Parked electric scooters on a Mallorcan street with a smartphone displaying a failed registration screen

Chaos in E-Scooter Registration on Mallorca: Paid but Not Registered

Chaos in E-Scooter Registration on Mallorca: Paid but Not Registered

Since January 30 Spain requires e-scooters to be entered in the DGT register and to have liability insurance. On Mallorca the system is blocking — users pay but receive no registration. How could this happen and who is liable?

Chaos in E-Scooter Registration on Mallorca: Paid but Not Registered

Websites crash, appointments are missing — and fines threaten in Palma

On January 30 a new regulation came into force: electric scooters must be entered in a central online register of the traffic authority DGT (Dirección General de Tráfico) in Spain and must have liability insurance. On Mallorca this has led to a daily reality that in places feels like a bureaucratic satire. People queue at rental stands in Palma's old town; next to cafés on the Passeig del Born people discuss who has paid yet still doesn't receive a license plate.
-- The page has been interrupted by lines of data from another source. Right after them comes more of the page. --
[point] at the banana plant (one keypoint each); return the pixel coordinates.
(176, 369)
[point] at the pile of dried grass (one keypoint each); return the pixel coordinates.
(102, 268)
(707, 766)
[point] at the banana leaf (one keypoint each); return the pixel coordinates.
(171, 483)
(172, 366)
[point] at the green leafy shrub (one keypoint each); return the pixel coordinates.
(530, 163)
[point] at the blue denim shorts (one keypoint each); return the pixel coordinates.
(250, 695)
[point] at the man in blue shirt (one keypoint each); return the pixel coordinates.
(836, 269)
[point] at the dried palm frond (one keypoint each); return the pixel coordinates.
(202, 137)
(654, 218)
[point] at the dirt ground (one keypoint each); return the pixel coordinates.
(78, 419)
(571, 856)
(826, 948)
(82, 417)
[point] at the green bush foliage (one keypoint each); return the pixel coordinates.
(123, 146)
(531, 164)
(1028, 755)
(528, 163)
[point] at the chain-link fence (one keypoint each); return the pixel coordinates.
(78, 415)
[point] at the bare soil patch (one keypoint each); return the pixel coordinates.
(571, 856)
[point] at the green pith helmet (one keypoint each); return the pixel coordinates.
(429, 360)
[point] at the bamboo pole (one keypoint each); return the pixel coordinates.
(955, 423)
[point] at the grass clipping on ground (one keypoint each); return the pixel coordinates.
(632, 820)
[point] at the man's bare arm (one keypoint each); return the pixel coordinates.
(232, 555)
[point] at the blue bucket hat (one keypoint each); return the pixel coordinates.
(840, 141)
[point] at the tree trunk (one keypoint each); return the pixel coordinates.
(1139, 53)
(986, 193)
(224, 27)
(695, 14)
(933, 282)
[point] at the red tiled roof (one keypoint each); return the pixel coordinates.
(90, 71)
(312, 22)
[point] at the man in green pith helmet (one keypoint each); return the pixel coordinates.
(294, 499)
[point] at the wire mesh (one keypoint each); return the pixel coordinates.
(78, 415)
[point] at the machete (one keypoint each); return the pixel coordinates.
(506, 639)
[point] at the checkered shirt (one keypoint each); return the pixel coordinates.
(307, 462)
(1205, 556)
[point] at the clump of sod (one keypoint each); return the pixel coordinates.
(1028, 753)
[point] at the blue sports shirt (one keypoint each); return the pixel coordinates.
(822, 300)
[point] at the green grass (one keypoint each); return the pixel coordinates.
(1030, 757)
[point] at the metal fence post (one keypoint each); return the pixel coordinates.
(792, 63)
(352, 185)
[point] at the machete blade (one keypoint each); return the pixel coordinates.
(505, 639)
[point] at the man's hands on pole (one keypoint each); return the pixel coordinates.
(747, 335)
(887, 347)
Key question: How can a system that is supposed to improve consumer protection and safety start so poorly that it plunges riders, rental companies and authorities into a legal vacuum?

Critical analysis

The idea behind the registration is understandable: clear markings, control and mandatory insurance should make accidents (for example the serious e-scooter accident in Palma), identity problems and illegal rentals less likely. In implementation, however, there are massive problems. Users report unreachable pages, certificate errors during login and the impression that payments are accepted but not processed. On Mallorca there also seems to be no option to sort out formalities in person: appointments on site are not available and there are no contact points.

Technical errors alone do not explain the scale. Introducing a nationwide register requires clear test scenarios, sufficient server capacity, functioning interfaces with insurers and transparent information for users. If several systems are behind the registration — insurers, payment platform, DGT database — the connections must be tested before launch. The fact that the Interior Ministry announced the measure in January before the web services were stable looks like pressure that led to a premature rollout.
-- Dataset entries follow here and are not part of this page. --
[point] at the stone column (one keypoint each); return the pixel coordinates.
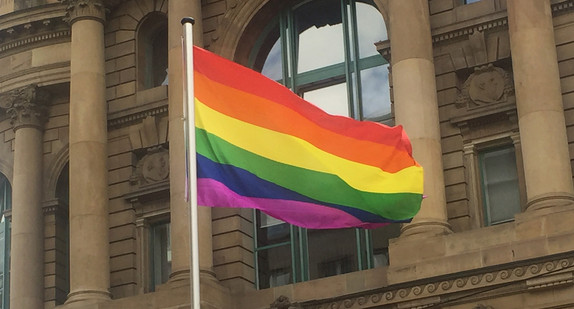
(27, 109)
(541, 121)
(180, 263)
(89, 244)
(416, 107)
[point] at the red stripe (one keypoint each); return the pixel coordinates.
(236, 76)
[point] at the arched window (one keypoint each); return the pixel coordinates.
(324, 51)
(5, 204)
(152, 51)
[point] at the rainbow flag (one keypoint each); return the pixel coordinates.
(261, 146)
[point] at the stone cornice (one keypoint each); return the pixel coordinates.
(84, 9)
(528, 275)
(457, 31)
(131, 116)
(26, 106)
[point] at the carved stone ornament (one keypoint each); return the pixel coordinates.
(26, 106)
(283, 302)
(486, 86)
(152, 167)
(84, 9)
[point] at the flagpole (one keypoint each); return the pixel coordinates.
(189, 114)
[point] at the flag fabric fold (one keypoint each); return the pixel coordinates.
(261, 146)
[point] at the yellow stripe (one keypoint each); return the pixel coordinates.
(287, 149)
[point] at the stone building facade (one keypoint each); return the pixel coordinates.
(92, 153)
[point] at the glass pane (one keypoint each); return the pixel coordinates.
(375, 92)
(274, 266)
(500, 185)
(338, 257)
(380, 239)
(331, 99)
(371, 29)
(271, 231)
(320, 35)
(161, 254)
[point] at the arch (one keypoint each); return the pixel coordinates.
(241, 26)
(53, 172)
(151, 50)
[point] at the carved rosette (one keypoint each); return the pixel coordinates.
(486, 86)
(26, 106)
(153, 167)
(84, 9)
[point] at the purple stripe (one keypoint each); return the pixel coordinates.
(213, 193)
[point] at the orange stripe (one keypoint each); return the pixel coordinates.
(265, 113)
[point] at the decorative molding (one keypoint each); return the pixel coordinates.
(26, 106)
(488, 85)
(283, 302)
(533, 272)
(84, 9)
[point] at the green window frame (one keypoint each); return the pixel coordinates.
(5, 204)
(499, 184)
(285, 253)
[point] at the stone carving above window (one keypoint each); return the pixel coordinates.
(26, 106)
(488, 85)
(153, 167)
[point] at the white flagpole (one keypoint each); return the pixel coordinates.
(189, 114)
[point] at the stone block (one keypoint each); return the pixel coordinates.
(447, 96)
(232, 224)
(120, 160)
(235, 238)
(446, 81)
(234, 270)
(497, 255)
(126, 246)
(125, 261)
(406, 251)
(125, 62)
(151, 95)
(452, 160)
(118, 189)
(122, 277)
(120, 175)
(122, 232)
(560, 243)
(437, 6)
(532, 248)
(57, 122)
(213, 9)
(122, 218)
(127, 75)
(320, 288)
(125, 89)
(455, 192)
(454, 176)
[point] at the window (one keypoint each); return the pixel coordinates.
(5, 204)
(499, 183)
(152, 51)
(160, 254)
(324, 51)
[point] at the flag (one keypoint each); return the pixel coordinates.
(261, 146)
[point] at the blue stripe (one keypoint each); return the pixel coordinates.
(248, 184)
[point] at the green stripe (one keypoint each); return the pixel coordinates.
(316, 185)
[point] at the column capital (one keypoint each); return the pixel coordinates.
(84, 9)
(26, 106)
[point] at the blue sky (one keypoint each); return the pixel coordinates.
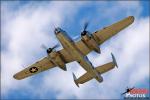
(27, 25)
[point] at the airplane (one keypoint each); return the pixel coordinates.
(77, 51)
(127, 90)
What is missing in the public discussion

Public debate focuses a lot on fines — in Palma missing insurance can cost up to €600; such stakes are underlined by incidents like the dead e-scooter rider in Alcúdia. What is rarely discussed is: who bears the legal responsibility if a rider can prove they paid for registration or insurance, but the entry does not appear in the DGT system? Equally rarely asked is how tourists are informed when they are only briefly on the island and suddenly face a broken registration page when renting.

There is also a lack of clear communication from the authorities: users need verifiable proofs, such as a confirmation number that serves as an interim receipt even if the DGT display is incorrect. Without this a credibility problem arises — and trust in the system fades.

Everyday scene from Mallorca

Early in the evening in front of a rental stand in Portixol two young locals and a holidaymaker from Germany are arguing. The rental operator waves printed payment receipts; three phones show error messages from the DGT site. In the background cutlery clinks in a tapas bar and a waiter calls out orders. This is the new everyday life with the e-scooter requirement: paper receipts, puzzled customers, and the sea as a silent witness.

Concrete solutions

1) Immediate measure: The DGT should issue temporary confirmation documents that prove a payment and insurance status, even if the database does not yet display the plate. Such receipts could be sent by email with a unique reference number.

2) Technical improvements: load tests, security certificates and transparent status pages. A simple DGT status page that provides real-time information about server load and known error sources would reduce frustration.

3) Interfaces with insurers: insurance companies must provide automatic feedback to the DGT. A central protocol for confirming policies would avoid manual rework.

4) Local contact points: On Mallorca temporary service points should be set up — for example in municipal district offices or tourist information centers — where riders can get help with registration and have their documents checked.

5) Transitional arrangement: Until the register functions flawlessly, fines should be used with care. A grace period for cases with provable payments would create legal certainty and avoid unnecessary penalties.

Pointed conclusion

The intent behind the registration is sensible. The implementation, however, was launched so prematurely that it creates more uncertainty than clarity. On Mallorca this means: annoyed users, an increase in paper receipts among providers and a risk that affected people stand alone in disputes. Whoever introduces a regulation also carries responsibility for the transition phase. Otherwise a good plan becomes a stumbling block.

One final thought: when authorities announce a new obligation, they should briefly remember the sounds of a typical Mallorcan evening — voices, the clatter of dishes, the buzz of an electric scooter — and that behind every error there is a real person who might be late for work or have their holiday ruined.